A question I have is say we have:
$y = \begin{bmatrix}
x_{1} \\
x_{2} \\
x_{3}
\end{bmatrix}$
Can we have also $y = [x_{1},x_{2},x_{3}]$?
as then we have
\begin{bmatrix}
x_{1} \\
x_{2} \\
x_{3}
\end{bmatrix} = $[x_{1},x_{2},x_{3}]$
and this gives $y=y^T$ which would be an incorrect result.
Best Answer
A vector is an element of a vector space. A vector space is a set that satisfies a few specific requirements.
The set of $m \times n$ matrices with entries from a field $\mathbb{F}$ is always a vector space over $\mathbb{F}$, so all $m \times n$ matrices are vectors, including $m \times 1$ and $1 \times n$ row and column vectors.
As it so happens, there are also relationships between vector spaces - for example, the transpose of an $m \times n$ matrix is an $n \times m$ matrix, so we can say that $^T: \mathbb{F}^{m \times n} \rightarrow \mathbb{F}^{n \times m}$ is a relation between those two vector spaces. There is also a relation between $m \times n$ matrices and a plain old vector from $\mathbb{F}^{mn}$ where you write the elements of the matrix out into the components of the vector one at a time. If the relationship:
Is bijective (i.e. it maps every vector from the domain to exactly one vector from the codomain and vice versa), and
Preserves all of the vector space properties on each side (e.g. $(v_1 + v_2)^T = v_1^T + v_2^T$),
then the relation is called an isomorphism, and the two vector spaces are said to be isomorphic, and when two things are isomorphic you can essentially treat them as the same thing - as long as you only care about properties that pass through the isomorphism.

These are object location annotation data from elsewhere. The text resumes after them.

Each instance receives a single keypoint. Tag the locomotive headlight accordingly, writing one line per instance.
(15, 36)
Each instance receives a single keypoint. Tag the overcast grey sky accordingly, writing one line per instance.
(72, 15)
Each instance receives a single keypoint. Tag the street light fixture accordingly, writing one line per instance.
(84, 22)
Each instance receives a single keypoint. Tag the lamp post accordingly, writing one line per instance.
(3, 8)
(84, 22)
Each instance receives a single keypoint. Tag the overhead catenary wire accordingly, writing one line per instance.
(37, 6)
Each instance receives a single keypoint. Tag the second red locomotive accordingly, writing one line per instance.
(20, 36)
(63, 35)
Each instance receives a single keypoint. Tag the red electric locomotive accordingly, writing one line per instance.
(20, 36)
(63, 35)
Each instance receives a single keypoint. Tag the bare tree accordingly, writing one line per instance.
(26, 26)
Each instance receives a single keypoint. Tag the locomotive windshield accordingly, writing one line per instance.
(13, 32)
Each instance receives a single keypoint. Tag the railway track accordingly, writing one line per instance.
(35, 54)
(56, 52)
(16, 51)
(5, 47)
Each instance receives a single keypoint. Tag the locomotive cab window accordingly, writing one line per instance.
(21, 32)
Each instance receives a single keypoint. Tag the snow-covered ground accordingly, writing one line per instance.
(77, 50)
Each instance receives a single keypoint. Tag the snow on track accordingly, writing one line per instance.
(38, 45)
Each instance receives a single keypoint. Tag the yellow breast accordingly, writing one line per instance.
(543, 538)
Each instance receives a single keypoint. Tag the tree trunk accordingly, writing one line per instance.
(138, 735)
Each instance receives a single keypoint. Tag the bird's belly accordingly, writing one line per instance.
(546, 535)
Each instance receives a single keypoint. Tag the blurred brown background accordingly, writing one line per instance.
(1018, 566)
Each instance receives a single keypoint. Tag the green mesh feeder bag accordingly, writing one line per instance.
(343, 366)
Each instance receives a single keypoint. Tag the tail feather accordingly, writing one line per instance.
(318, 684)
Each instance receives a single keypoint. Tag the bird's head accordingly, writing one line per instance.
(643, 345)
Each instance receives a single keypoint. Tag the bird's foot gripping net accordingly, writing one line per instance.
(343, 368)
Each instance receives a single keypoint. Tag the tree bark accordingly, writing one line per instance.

So yes - column vectors and row vectors are vectors, and they are equivalent to normal Euclidean vectors, as long as you're just talking about them as vectors. They also happen to be matrices, so you can do matrix things with them, but you need more sophisticated language if you want to relate those things to each other consistently since "doing matrix things" isn't necessarily covered by the vector space axioms.
As a small side note, you may not have even realised but you've already been bamboozled by isomorphic vector spaces, because that's what happens when you connect things written as $(x, y)$ with arrows drawn on a blackboard. Technically, one of those is just a pair of numbers inside a set of brackets while the other is a geometric construction, but we tend to just take it as granted that they're the "same" vectors because all the operations we want to do with them behave nicely across the divide so there's no point in making a real distinction.